Tuesday, 10 July 2018
. . . and we came home cooked to a turn . . .
As you can see, these are the temperatures we were working in at the weekend - and it got hotter still, as at this point our neighbouring stall-holder put the barometer under the table,for fear the thermometer would explode! For two pins, after suffering from the heat and humidity on the Saturday, I would have packed and gone home, but when you have invested a good chunk of money to pay for the stand at a 2-day Fair, you are inclined to think you will keep trying. As it turned out, we took just £60 on the Sunday and so might just as well have thrown in the towel the previous day . . . Who wants to linger in a giant greenhouse when the temperatures are so high? Every stall selling a fan or two sold them, and people were walking round visibly perspiring (you should have seen us lot behind the stalls, even with fans going full blast we were wilting.)
The lovely setting was absolutely lost on me this time. I just wanted to be Somewhere Else! So did a lot of people and numbers were well down. It didn't help that the England match was playing on Saturday afternoon and it was empty after 2 p.m.
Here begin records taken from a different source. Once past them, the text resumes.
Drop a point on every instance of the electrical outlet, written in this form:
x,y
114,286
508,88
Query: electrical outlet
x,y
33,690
Sorry, a slightly steamed-up lens photo of part of my stand display. Studio pottery, including that gorgeous 1969 Royal Copenhagen bowl. That cost £21 back then!! In front of it is a French flail.
The African masks began to be affected by being in full sun, so we had to keep moving them to the shade, and then beneath the table, and we took them home Saturday night. The two lamps to the left are small vintage Lucas lamp (quite desirable we have been told), and a lovely French "onion" ship's lamp, used port side on a ship. The two American bar chairs to the right have swivel seats and are so comfy to sit on. Nobody was even looking at furniture though, and we should have taken it all home Satuarday night . . .
I like the unusual and I love history, especially social and domestic. The beautiful Bushel measure (imperial, dated 1861) is a recent auction find, and the amazing and possibly unique Viking-style kettle cooking pot is a design not changed from Viking times and still used around 1700, which this one dates from.
This lovely old travelling box would have been in use when Jane Austen was walking the streets of Bath. The name on it is "Mifs Halliday" - a family from Gloucestershire, who originally came down from Dumfries-shire when Walter Hallyday became Master of the Revels to King Edward IV (in 1461). The family settled in Rodborough parish, where they obviously still are.
A blurry close-up of the beautiful portrait of an Arabian horse, dated 1913. If it doesn't sell, I am happy to keep it!
Right, there are more photos from the weekend which I will put up later. I am glad to report it is a tad cooler today, and my breathing is starting to settle down again - it was bad in that heat and humidity and I spent as much time as I could on Sunday sat outside with my book, whilst Keith manned the stand (he doesn't mind heat!)